First Lady Jill Biden visited Kansas City, Missouri, Thursday to encourage people to get the COVID-19 vaccine.
Accompanied by U.S. Rep. Emanuel Cleaver and Kansas City Mayor Quinton Lucas, Biden visited the Penn Valley campus of Metropolitan Community College and handed out vouchers for a free class for anyone who got the shot.
During her brief visit, Biden toured MCC’s vaccination clinic, greeting workers and talking with people lined up to get their shot.
“This is the best way to get us back to the weddings and the homecomings and the concerts and everything that we've missed for really the whole year,” she said.
MCC is offering a free class — up to three credit hours — to anyone who comes to their clinics to get a vaccination.
Biden, a community college professor herself, said she admired the creativity of the incentive and was pleased to see so many people in line. She later moved to a room where people were waiting after getting their shot, where she handed out the blue paper vouchers for the free class.
School officials said they registered 150 people for Thursday’s clinic.
Kansas City resident Peri McClinton got her vaccine dose and received a class voucher.

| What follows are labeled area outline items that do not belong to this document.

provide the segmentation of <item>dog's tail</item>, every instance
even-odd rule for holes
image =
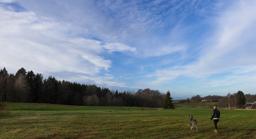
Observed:
[[[199,120],[200,121],[209,121],[210,120],[210,119],[199,119],[199,120],[197,120],[197,121],[199,121]]]

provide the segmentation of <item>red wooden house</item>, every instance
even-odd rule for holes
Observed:
[[[180,102],[181,103],[189,103],[189,99],[181,99],[180,100]]]
[[[255,109],[256,106],[255,103],[246,103],[245,106],[246,109]]]

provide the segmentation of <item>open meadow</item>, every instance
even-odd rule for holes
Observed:
[[[256,111],[220,109],[190,130],[189,116],[208,119],[212,109],[88,107],[2,103],[0,138],[256,138]],[[4,110],[3,110],[3,109]]]

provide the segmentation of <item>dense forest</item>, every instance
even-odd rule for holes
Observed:
[[[95,85],[58,80],[24,68],[15,75],[0,71],[0,102],[83,106],[160,107],[165,95],[147,88],[136,92],[119,92]]]
[[[58,80],[49,76],[28,72],[22,68],[13,74],[8,74],[5,68],[0,70],[0,102],[50,103],[67,105],[161,107],[165,94],[149,88],[137,92],[118,92],[101,88],[95,85],[81,84]],[[190,99],[188,98],[188,99]],[[191,102],[202,99],[218,100],[219,107],[243,108],[246,103],[256,101],[256,95],[239,91],[226,96],[194,96]]]

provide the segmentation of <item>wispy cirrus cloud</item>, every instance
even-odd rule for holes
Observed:
[[[213,79],[212,86],[254,84],[256,56],[254,54],[256,40],[253,36],[256,30],[256,12],[253,1],[238,2],[211,21],[216,23],[215,31],[203,44],[201,55],[195,61],[187,65],[176,66],[158,70],[157,81],[172,82],[180,76],[205,78],[214,74],[229,73],[236,74],[224,75],[226,79]],[[254,31],[253,31],[254,30]],[[235,79],[236,78],[236,79]],[[251,79],[246,80],[246,78]],[[229,82],[224,83],[224,82]]]
[[[0,65],[11,73],[23,67],[47,75],[65,71],[92,75],[111,66],[102,53],[136,51],[121,43],[72,36],[67,33],[68,23],[7,6],[0,6],[0,59],[4,60]]]

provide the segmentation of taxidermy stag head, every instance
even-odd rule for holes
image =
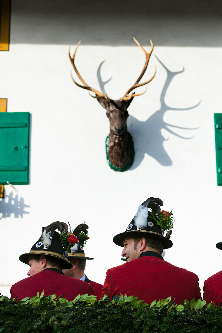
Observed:
[[[83,85],[77,83],[72,76],[73,82],[78,87],[94,93],[96,94],[95,96],[92,96],[90,93],[90,95],[92,97],[97,99],[98,102],[106,110],[106,115],[109,119],[110,124],[109,135],[107,137],[106,141],[106,158],[110,166],[117,171],[124,171],[127,170],[131,166],[133,162],[134,155],[133,143],[132,137],[127,130],[127,121],[129,116],[127,109],[133,98],[136,96],[143,95],[146,89],[142,94],[136,94],[133,93],[133,91],[138,87],[149,83],[152,81],[156,74],[155,70],[154,74],[151,79],[142,83],[139,83],[147,68],[153,49],[153,44],[150,39],[151,50],[148,53],[134,37],[133,39],[145,55],[145,65],[141,74],[135,83],[128,89],[125,95],[119,100],[112,100],[109,98],[105,91],[104,94],[103,94],[98,90],[91,88],[86,83],[79,74],[75,64],[74,60],[76,53],[81,42],[81,41],[78,43],[72,57],[70,54],[70,46],[69,51],[69,59],[72,65]]]

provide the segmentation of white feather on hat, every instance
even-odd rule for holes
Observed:
[[[74,246],[72,247],[71,247],[70,250],[71,250],[71,254],[75,254],[75,253],[76,253],[77,251],[77,250],[78,249],[78,246],[79,246],[79,243],[77,243],[75,244]]]
[[[52,232],[51,231],[46,232],[46,230],[45,229],[42,233],[42,241],[43,245],[43,249],[44,250],[47,250],[51,245],[52,242],[51,240],[52,237],[51,236]]]
[[[137,228],[144,229],[146,226],[148,214],[148,207],[143,205],[139,206],[137,213],[133,218],[134,224]]]

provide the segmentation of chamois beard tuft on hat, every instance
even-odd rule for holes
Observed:
[[[73,246],[72,247],[71,247],[70,250],[71,250],[71,254],[75,254],[75,253],[76,253],[77,250],[78,249],[78,246],[79,243],[78,242],[75,244],[74,246]]]
[[[88,232],[88,228],[89,227],[87,224],[85,223],[81,223],[77,225],[76,228],[74,229],[73,233],[75,236],[78,237],[78,235],[82,231],[85,233],[87,233]]]
[[[64,222],[57,221],[51,223],[51,224],[46,227],[43,227],[42,228],[41,240],[44,250],[47,250],[51,245],[53,234],[56,229],[62,232],[64,231],[66,232],[68,231],[68,225]]]
[[[148,207],[143,205],[139,206],[137,212],[134,217],[134,224],[137,228],[144,229],[147,224],[147,218],[149,211]]]

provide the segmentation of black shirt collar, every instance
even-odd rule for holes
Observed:
[[[85,282],[87,282],[87,283],[89,283],[89,280],[88,279],[88,278],[87,277],[87,276],[86,276],[86,278],[85,279]]]
[[[46,268],[45,269],[43,269],[42,271],[44,272],[44,270],[52,270],[53,272],[56,272],[57,273],[59,273],[60,274],[62,274],[63,275],[65,275],[63,272],[60,270],[60,269],[58,269],[58,268],[55,268],[53,267],[50,267],[49,268]]]
[[[139,257],[141,258],[142,257],[147,257],[148,256],[156,257],[157,258],[159,258],[160,259],[162,259],[162,260],[164,260],[161,254],[160,254],[159,253],[157,253],[157,252],[154,252],[152,251],[147,251],[145,252],[142,252]]]

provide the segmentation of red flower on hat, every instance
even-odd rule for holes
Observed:
[[[163,217],[164,218],[166,218],[170,216],[169,212],[167,211],[166,210],[162,210],[162,213],[163,214]]]
[[[76,243],[78,243],[79,241],[77,237],[74,236],[72,232],[71,232],[70,236],[69,237],[68,239],[69,242],[71,244],[75,244]]]

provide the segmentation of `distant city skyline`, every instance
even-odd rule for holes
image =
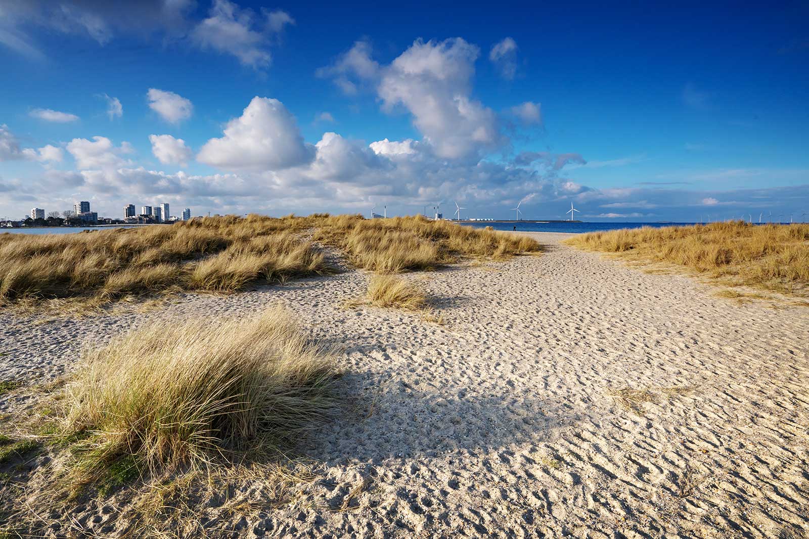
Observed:
[[[809,211],[807,5],[422,11],[4,3],[0,217]]]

McClinton said she had already graduated from another school but looked forward to using the voucher to take a creative writing class.
She said she had been looking for an opportunity to get the vaccine. Her mother mentioned that MCC was hosting an event.

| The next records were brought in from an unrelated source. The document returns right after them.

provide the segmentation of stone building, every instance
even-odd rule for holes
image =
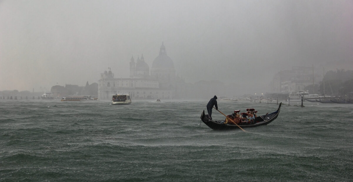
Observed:
[[[150,71],[143,55],[135,61],[132,57],[129,78],[115,78],[110,68],[101,74],[98,86],[100,99],[111,99],[112,95],[116,94],[130,94],[135,99],[176,99],[185,94],[185,82],[175,76],[173,61],[167,55],[163,43]]]

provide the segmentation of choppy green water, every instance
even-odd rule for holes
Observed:
[[[282,105],[269,125],[219,132],[200,122],[208,100],[133,101],[0,100],[0,181],[353,179],[353,105]]]

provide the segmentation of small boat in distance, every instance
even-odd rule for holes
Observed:
[[[303,99],[304,99],[306,96],[308,95],[309,95],[309,92],[306,90],[299,92],[291,92],[289,93],[288,96],[291,102],[301,102],[301,96],[303,96]]]
[[[220,101],[238,101],[238,100],[233,99],[233,98],[228,98],[227,96],[220,96],[218,98],[218,100]]]
[[[54,95],[53,93],[49,92],[46,92],[41,97],[42,99],[54,99]]]
[[[129,104],[131,103],[129,94],[116,94],[113,95],[112,104]]]
[[[61,99],[61,101],[84,101],[91,99],[91,96],[73,96],[64,97]]]

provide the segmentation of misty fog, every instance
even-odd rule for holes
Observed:
[[[187,83],[264,92],[292,67],[353,69],[352,18],[351,0],[1,1],[0,90],[128,77],[163,42]]]

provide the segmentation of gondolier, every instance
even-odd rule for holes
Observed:
[[[206,107],[207,108],[207,112],[208,113],[208,115],[210,116],[211,119],[212,119],[212,117],[211,117],[211,115],[212,114],[212,108],[213,108],[213,106],[214,106],[216,108],[216,110],[218,110],[217,101],[216,100],[217,99],[217,96],[215,95],[213,98],[210,100],[210,101],[207,103],[207,105],[206,106]]]

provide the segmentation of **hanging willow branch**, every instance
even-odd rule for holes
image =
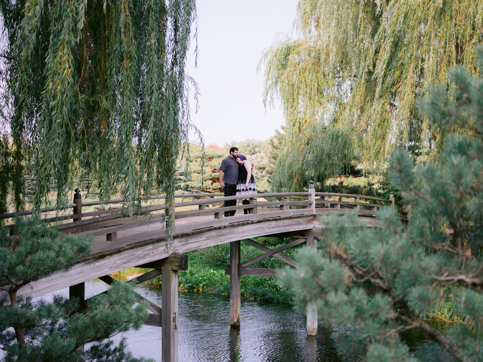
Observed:
[[[185,63],[195,0],[20,0],[0,1],[0,12],[11,132],[0,172],[16,209],[30,163],[37,209],[53,182],[57,204],[66,202],[80,175],[95,180],[102,200],[120,187],[125,207],[153,189],[170,198],[194,128]]]
[[[456,64],[476,74],[482,18],[474,0],[300,0],[298,38],[275,41],[259,65],[265,105],[281,99],[286,129],[301,135],[321,120],[349,130],[367,165],[397,147],[428,155],[440,132],[416,99]]]

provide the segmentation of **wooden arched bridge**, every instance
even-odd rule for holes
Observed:
[[[52,223],[63,233],[95,237],[88,257],[77,261],[66,271],[57,271],[31,283],[21,289],[24,295],[35,297],[61,289],[70,287],[71,297],[84,299],[84,282],[99,278],[110,284],[114,279],[108,274],[128,268],[140,266],[153,270],[138,277],[141,283],[162,275],[161,307],[150,303],[149,315],[146,324],[162,327],[162,359],[165,362],[178,361],[178,271],[187,268],[187,256],[193,250],[213,245],[230,243],[230,263],[225,268],[230,275],[230,321],[232,326],[240,324],[240,276],[275,277],[275,269],[250,267],[263,259],[273,256],[294,268],[298,263],[280,253],[305,242],[316,250],[315,239],[320,235],[319,217],[326,214],[357,212],[358,219],[368,227],[379,224],[378,214],[381,209],[389,208],[402,221],[408,219],[406,206],[390,199],[360,195],[317,193],[311,185],[308,192],[259,194],[253,195],[249,205],[217,207],[225,201],[237,196],[223,197],[222,194],[189,194],[174,195],[175,223],[172,244],[166,246],[166,229],[161,222],[165,216],[166,195],[146,197],[146,205],[132,212],[132,217],[125,216],[122,208],[83,212],[88,208],[122,203],[122,199],[82,202],[80,194],[74,195],[74,202],[65,205],[62,210],[55,207],[43,209],[46,222]],[[391,195],[392,196],[392,195]],[[239,197],[239,196],[238,196]],[[258,199],[257,198],[258,198]],[[190,199],[186,201],[186,199]],[[270,201],[261,201],[261,199]],[[182,210],[189,206],[198,209]],[[243,210],[247,209],[248,214]],[[234,216],[223,217],[227,210],[236,210]],[[0,215],[9,219],[10,228],[16,215],[28,215],[32,210]],[[53,213],[55,215],[53,215]],[[71,222],[71,221],[72,221]],[[274,250],[258,244],[251,238],[262,236],[290,237],[295,239]],[[240,260],[240,243],[245,242],[260,249],[264,253],[250,260]],[[144,299],[140,296],[140,298]],[[317,333],[316,309],[307,307],[307,334]]]

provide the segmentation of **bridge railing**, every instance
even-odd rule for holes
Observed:
[[[58,208],[53,207],[41,209],[41,211],[44,215],[43,220],[46,222],[53,223],[53,226],[57,229],[69,232],[88,231],[114,224],[127,223],[136,220],[144,219],[150,221],[153,219],[160,219],[166,216],[165,209],[166,204],[165,203],[166,195],[145,196],[141,199],[142,201],[163,200],[164,202],[162,203],[129,209],[122,208],[123,200],[121,198],[111,199],[105,202],[94,201],[83,202],[78,191],[76,190],[73,203],[63,205]],[[362,195],[316,193],[313,189],[309,190],[309,192],[268,193],[245,195],[245,198],[250,197],[249,204],[236,205],[228,207],[223,207],[225,201],[237,200],[241,196],[225,197],[221,193],[180,194],[174,195],[175,198],[172,202],[174,207],[175,220],[209,215],[214,215],[215,219],[222,219],[225,211],[234,210],[236,212],[243,213],[245,209],[248,210],[249,215],[258,212],[277,212],[277,215],[280,216],[285,214],[288,216],[289,214],[293,214],[295,210],[301,209],[311,209],[311,210],[307,210],[304,213],[315,214],[342,213],[356,209],[360,215],[373,217],[382,208],[390,208],[399,218],[407,220],[407,206],[395,201],[393,195],[391,196],[389,199],[386,199]],[[188,198],[194,199],[185,199]],[[176,202],[177,199],[179,200],[180,198],[180,201]],[[269,200],[265,201],[267,199]],[[119,204],[121,205],[116,205]],[[97,205],[101,206],[100,209],[104,209],[82,212],[83,207]],[[182,208],[185,209],[186,207],[192,208],[196,206],[198,207],[198,209],[179,209]],[[207,206],[208,207],[207,208]],[[178,209],[177,210],[177,208]],[[63,211],[63,214],[57,213],[55,216],[51,214],[53,211],[59,213],[62,211]],[[32,212],[32,210],[28,210],[0,215],[0,219],[12,219],[17,215],[29,215]],[[240,214],[238,215],[240,216]],[[71,219],[72,222],[68,222]],[[12,234],[14,226],[14,224],[11,224],[5,227],[10,228]],[[74,230],[72,230],[73,229]],[[106,232],[107,234],[108,233]]]

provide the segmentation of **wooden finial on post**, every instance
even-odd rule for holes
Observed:
[[[306,209],[311,209],[315,213],[315,186],[312,180],[309,182],[309,205]]]

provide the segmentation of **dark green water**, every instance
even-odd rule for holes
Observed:
[[[86,297],[108,287],[97,279],[85,283]],[[161,291],[138,286],[136,292],[160,306]],[[56,294],[68,297],[69,288]],[[52,295],[43,299],[51,300]],[[242,300],[242,325],[230,328],[229,298],[209,293],[180,292],[179,297],[178,351],[179,362],[235,361],[237,355],[245,362],[337,362],[331,338],[335,330],[319,327],[315,337],[306,334],[305,316],[289,303],[272,303]],[[451,324],[438,322],[448,332]],[[350,328],[345,327],[348,333]],[[453,359],[425,334],[406,331],[402,334],[410,354],[424,351],[424,362],[451,361]],[[115,336],[118,341],[122,336]],[[161,361],[161,328],[143,326],[123,334],[129,349],[136,357]],[[451,335],[449,336],[451,337]],[[237,344],[239,346],[237,349]],[[0,360],[3,354],[0,351]]]
[[[105,289],[101,282],[86,284],[86,291],[93,294]],[[161,306],[160,291],[138,286],[136,291]],[[294,310],[290,303],[242,299],[239,329],[230,327],[229,298],[226,296],[180,292],[178,306],[180,362],[235,361],[238,353],[237,343],[245,362],[341,361],[336,352],[336,342],[331,337],[334,331],[319,326],[316,336],[308,337],[305,315]],[[441,325],[447,328],[450,326],[444,323]],[[144,326],[139,331],[125,334],[124,336],[135,356],[160,362],[160,328]],[[410,352],[416,348],[426,352],[425,362],[452,359],[422,332],[406,331],[403,338],[410,347]]]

“And I just Googled it and I was like, oh, well, if there's a possibility, I can also meet the first lady. That'd be really cool as well,” McClinton said.
While McClinton didn’t meet Biden, she did see her leave and wave to the people in the clinic.
According to Chancellor Kimberly Beatty, the school was selected to partner with a retail pharmacy for the clinic because of its diverse student body and urban location. She said she hoped Biden’s visit would increase the vaccination rate and also call attention to the school’s mission as a community college.
Cleaver said he was pleased with the program, but said people are still dying every single day and that Missouri is still among the bottom states for vaccination rates. Reaching reluctant citizens in the urban core and the metropolitan area, he said, is vital to defeating the virus.
“I hope that the students throughout the MCC system spread the word,” he said.
While several people were eager to cash in their class credits, at least one one, according to Cleaver, said she wasn’t planning on using the voucher handed to her by the First Lady. Instead, she wanted to frame it and keep it.